Il s’agit bien d’histoire intellectuelle, de l’histoire d’une idée – disons l’esprit – considérée dans le temps et dans le lexique évolutif de cette idée. C’est parce que je me suis intéressé à la laïcité que j’ai cherché à comprendre et compris, à ma façon, la religion en amont et en aval. L’histoire commence de façon explicite après 1930, après la secousse intellectuelle et spirituelle de la crise financière, économique, sociale et politique de la décennie. Avant les années 1930, l’esprit ne pouvait être que le Saint-Esprit et la pensée, que la servante de la Philosophie, qui était la servante de la Théologie.

L’histoire façonne les rapports entre l’État et les Églises

Au Québec, c’est l’histoire qui a rapproché l’Église de l’État. L’Église était alliée à l’État déjà sous le régime colonial français, mais avec le régime colonial britannique, le rapprochement prit un autre sens. Ayant perdu son statut légal au profit de la religion anglicane qui ne fut pas pour autant religion d’État, le catholicisme fut identifié au papisme, à son allégeance romaine. Pour assurer sa survie et celle de la religion qu’elle représentait, l’Église catholique a dû développer un rapport avec le pouvoir politique colonial et lui témoigner son loyalisme. Une même adhésion à la monarchie, donc à une même vision du pouvoir – monarchie absolue, puis constitutionnelle – facilita les choses. Tout obligée qu’elle fût, l’alliance des deux pouvoirs se façonna.

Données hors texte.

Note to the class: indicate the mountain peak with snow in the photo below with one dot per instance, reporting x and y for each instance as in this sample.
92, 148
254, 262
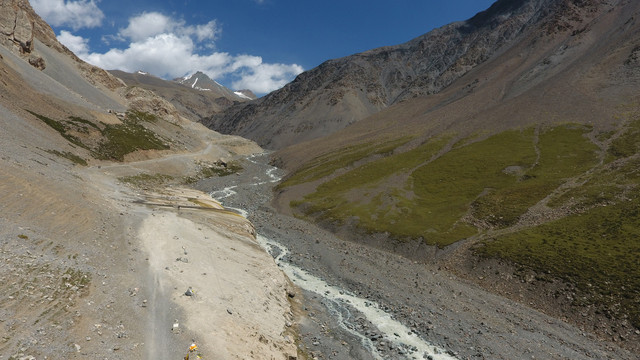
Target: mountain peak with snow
201, 81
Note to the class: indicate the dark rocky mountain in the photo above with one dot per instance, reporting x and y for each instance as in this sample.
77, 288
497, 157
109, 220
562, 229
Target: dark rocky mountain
512, 163
246, 92
195, 96
342, 91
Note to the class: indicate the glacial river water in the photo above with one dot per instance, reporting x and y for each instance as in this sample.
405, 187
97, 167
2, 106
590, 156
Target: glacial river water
341, 304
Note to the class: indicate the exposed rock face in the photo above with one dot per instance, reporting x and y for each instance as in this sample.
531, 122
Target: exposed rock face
20, 26
342, 91
16, 25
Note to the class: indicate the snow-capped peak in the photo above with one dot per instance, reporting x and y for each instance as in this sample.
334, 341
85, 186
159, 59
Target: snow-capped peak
242, 95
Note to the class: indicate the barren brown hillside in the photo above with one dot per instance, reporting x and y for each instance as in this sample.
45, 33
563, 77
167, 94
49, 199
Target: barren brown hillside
95, 208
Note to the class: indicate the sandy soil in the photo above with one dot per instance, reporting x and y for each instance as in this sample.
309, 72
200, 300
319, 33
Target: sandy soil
449, 312
91, 268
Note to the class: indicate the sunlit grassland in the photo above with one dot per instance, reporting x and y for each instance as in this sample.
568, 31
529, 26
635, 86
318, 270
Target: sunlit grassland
416, 194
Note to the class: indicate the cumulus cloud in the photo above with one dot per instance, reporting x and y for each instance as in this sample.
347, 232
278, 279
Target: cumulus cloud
170, 48
75, 14
264, 78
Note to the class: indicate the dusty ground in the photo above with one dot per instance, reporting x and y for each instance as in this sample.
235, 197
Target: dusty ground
445, 310
92, 268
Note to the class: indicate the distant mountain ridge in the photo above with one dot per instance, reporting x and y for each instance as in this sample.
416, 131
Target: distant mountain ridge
342, 91
197, 96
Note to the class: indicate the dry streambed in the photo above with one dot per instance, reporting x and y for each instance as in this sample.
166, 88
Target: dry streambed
344, 280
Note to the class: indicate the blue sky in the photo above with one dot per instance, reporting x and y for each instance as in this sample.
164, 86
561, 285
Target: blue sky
255, 44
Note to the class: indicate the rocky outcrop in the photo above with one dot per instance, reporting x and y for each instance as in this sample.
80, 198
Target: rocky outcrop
16, 26
342, 91
20, 26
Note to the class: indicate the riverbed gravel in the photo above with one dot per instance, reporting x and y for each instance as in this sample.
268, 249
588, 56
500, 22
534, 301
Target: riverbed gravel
463, 320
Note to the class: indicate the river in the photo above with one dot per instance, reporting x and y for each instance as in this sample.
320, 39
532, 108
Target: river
364, 303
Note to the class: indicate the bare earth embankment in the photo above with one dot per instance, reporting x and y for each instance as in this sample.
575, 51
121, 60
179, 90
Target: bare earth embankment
93, 268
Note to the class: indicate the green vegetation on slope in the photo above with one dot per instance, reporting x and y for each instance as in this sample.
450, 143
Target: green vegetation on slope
327, 164
121, 139
416, 194
211, 170
597, 246
115, 140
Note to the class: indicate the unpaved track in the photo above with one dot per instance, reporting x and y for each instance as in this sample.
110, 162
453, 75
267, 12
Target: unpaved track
240, 309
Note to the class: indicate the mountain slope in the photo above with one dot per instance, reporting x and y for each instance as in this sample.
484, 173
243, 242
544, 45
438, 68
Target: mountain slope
195, 102
519, 175
342, 91
85, 270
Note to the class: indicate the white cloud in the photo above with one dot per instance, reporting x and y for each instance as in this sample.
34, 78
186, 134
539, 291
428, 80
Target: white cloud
264, 78
77, 44
149, 24
76, 14
169, 48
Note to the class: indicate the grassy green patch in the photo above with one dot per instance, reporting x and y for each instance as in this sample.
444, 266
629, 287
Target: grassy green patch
69, 156
114, 141
564, 153
122, 139
211, 170
62, 127
414, 195
327, 164
598, 251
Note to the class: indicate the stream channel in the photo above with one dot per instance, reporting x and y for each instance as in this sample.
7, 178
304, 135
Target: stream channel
341, 320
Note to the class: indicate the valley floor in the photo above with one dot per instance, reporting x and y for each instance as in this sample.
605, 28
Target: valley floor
449, 312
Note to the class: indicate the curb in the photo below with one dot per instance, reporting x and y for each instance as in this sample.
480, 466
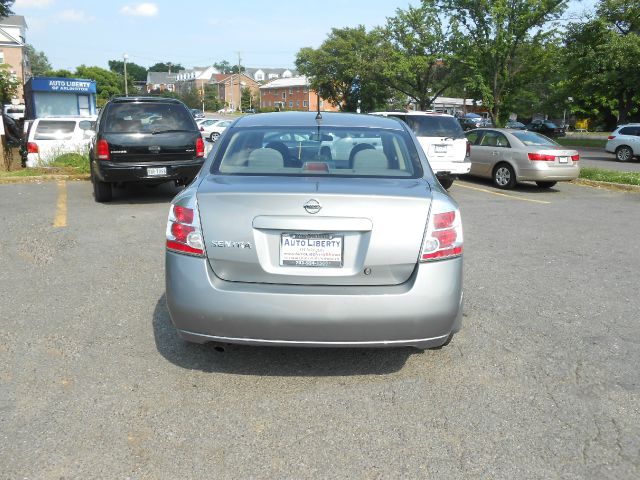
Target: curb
618, 187
44, 178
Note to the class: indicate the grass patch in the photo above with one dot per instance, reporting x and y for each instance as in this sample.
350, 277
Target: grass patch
612, 176
581, 142
80, 163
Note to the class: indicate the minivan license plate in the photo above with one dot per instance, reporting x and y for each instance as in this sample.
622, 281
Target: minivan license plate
154, 172
311, 250
440, 148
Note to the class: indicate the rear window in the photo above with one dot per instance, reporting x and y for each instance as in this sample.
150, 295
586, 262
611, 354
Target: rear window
54, 130
326, 151
629, 131
531, 139
148, 118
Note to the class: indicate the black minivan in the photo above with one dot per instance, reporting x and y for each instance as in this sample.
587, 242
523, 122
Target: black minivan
144, 140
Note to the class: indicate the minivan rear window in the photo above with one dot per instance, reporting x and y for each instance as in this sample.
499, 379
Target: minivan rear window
434, 126
139, 117
54, 130
326, 151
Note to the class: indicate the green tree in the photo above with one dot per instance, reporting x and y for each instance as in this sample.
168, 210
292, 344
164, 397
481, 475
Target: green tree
416, 54
38, 61
165, 67
492, 34
108, 83
346, 54
602, 61
8, 84
134, 71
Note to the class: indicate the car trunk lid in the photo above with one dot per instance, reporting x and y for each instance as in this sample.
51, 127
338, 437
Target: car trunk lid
363, 232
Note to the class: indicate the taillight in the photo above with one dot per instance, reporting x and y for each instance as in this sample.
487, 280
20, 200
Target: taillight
444, 233
542, 157
183, 230
199, 148
102, 150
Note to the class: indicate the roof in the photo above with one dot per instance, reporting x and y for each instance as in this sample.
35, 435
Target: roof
300, 81
14, 20
308, 119
160, 77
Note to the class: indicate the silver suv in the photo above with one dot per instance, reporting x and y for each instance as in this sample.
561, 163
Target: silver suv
624, 142
443, 141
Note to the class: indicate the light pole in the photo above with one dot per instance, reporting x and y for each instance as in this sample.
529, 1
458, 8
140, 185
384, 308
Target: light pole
126, 89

Après la révolution américaine, la révolution de l’ex-mère patrie en 1789 consolida la ferveur monarchique de l’Église catholique canadienne, mais surtout la rapprocha de Rome tout en l’éloignant de la France, la rapprocha de l’ultramontanisme – au-delà des monts (les Alpes) – tout en l’éloignant du gallicanisme, qui cherchait, en contexte révolutionnaire, à organiser l'Église catholique française de façon autonome par rapport au pape.

C’est ainsi que l’histoire construisit des relations inédites entre le gouvernement anglais, protestant et anglican et l’Église canadienne catholique romaine d’origine française mais de fidélité romaine. L’histoire façonna un rapprochement qui dût se maintenir, se renforcer pour des raisons qui prévalaient de part et d’autre. L’opposition aux idées républicaines états-uniennes et françaises alimenta les mêmes intérêts.

Pour tout dire dès maintenant, bien avant que la papauté n’officialise l’ultramontanisme et ne consacre le rapport des Églises nationales à Rome, l’Église catholique canadienne avait battu le sentier en cherchant sa propre voie.

Il fallait expliquer les rapports entre le gouvernement et l’Église catholique pour voir se façonner le rapport entre le religieux et le civil ou le politique. Il faut encore expliquer l’arrimage du spirituel et du temporel et en voir la première forme concrète.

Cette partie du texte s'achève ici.